BRI incar penyaluran KUR ke industri pariwisata



MAKASSAR. Bank Rakyat Indonesia (BRI) terus berupaya menggali potensi daerah sebagai target program penyaluran kredit usaha rakyat (KUR) yang bergulir lagi sejak 18 Agustus 2015. Sejumlah daerah di wilayah Tengah dan Timur Indonesia, kini menjadi sasaran bank spesialis kredit mikro tersebut.

Menurut Asmawi Syam, Direktur Utama BRI, sejumlah daerah seperti Bali, Nusa Tenggara Barat (NTB) dan Nusa Tenggara Timur (NTT) memiliki potensi penyaluran KUR yang tak kalah besar.

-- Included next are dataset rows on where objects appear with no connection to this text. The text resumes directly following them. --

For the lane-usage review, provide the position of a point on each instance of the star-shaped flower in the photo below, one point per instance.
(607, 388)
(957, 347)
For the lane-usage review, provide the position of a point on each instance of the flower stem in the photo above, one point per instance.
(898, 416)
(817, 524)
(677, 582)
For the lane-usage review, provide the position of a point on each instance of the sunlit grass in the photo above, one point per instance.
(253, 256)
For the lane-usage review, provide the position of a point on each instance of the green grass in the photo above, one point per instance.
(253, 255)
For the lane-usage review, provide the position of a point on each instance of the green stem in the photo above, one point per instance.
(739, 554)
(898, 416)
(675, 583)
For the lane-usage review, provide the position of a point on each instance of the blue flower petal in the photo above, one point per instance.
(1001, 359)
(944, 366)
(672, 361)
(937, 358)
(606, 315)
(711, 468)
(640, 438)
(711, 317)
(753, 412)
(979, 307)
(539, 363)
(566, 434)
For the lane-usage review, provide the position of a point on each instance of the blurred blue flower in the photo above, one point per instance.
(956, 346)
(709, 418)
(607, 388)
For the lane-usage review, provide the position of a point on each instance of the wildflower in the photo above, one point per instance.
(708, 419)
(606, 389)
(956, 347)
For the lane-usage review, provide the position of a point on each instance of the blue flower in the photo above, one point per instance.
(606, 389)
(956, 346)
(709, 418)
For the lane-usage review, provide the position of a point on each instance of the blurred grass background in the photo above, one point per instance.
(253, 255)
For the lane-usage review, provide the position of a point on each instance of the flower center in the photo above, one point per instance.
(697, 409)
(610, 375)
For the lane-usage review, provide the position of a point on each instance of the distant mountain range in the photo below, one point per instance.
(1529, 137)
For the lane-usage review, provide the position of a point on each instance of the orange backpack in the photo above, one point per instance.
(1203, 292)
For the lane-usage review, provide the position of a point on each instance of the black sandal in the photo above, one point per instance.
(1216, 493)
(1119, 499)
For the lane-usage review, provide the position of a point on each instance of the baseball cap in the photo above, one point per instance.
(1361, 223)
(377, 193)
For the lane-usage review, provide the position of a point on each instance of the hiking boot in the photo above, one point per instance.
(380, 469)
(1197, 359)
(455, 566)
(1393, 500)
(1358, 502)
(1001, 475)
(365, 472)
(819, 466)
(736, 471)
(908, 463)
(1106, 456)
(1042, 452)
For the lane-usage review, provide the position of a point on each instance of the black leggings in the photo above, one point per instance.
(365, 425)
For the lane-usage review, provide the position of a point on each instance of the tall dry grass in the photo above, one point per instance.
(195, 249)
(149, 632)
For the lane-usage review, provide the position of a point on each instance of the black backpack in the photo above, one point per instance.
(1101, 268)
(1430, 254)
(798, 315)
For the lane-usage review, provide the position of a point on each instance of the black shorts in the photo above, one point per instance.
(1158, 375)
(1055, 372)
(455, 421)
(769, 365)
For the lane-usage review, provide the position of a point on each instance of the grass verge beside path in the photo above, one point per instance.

Penopangnya adalah pertumbuhan industri pariwisata di wilayah tersebut.

Asmawi mengatakan, salah satu hal penting dalam penyaluran KUR adalah menggulirkan kredit bagi penguatan industri yang menyerap banyak tenaga kerja. Nah, industri pariwisata di Indonesia merupakan sektor yang cukup banyak menyerap tenaga kerja.


"Bagaimana kita bisa mengembangkan industri yang memiliki daya saing dengan negara tetangga," tutur Asmawi di Makassar, pekan lalu (25/11).

Saat ini, kata Asmawi, penyaluran KUR BRI bisa dikatakan hampir merata di seluruh daerah. Tak terkecuali kawasan Indonesia bagian Tengah seperti Sulawesi Selatan. Di wilayah tersebut, BRI mampu menjaring 100.000 nasabah penerima KUR. Jumlah ini mencapai 16,67% dari total penerima program KUR BRI di seluruh Indonesia yang hingga kini mencapai 600.000 nasabah.

Asmawi mengatakan, sampai akhir tahun 2015, BRI membidik total 850.000 debitur kredit kecil ini. Sementara dari porsi penyaluran KUR senilai Rp 21,4 triliun di tahun ini, BRI memperkirakan realisasinya akan sekitar Rp 12,5 triliun hingga Rp 13 triliun.

Hingga pekan lalu, total penyaluran KUR BRI sudah menembus

Rp 10 triliun. Penyaluran KUR BRI mayoritas mengalir ke sektor perdagangan terutama komoditas pertanian, perikanan dan hasil pengolahannya dengan porsi sebanyak 69%.

Sementara, aliran KUR ke sektor pertanian tercatat sebesar 21% dari total KUR BRI, perikanan dan industri pengolahan sebesar 10%. Rata-rata satu nasabah BRI menggaet pinjaman KUR senilai Rp 15 juta.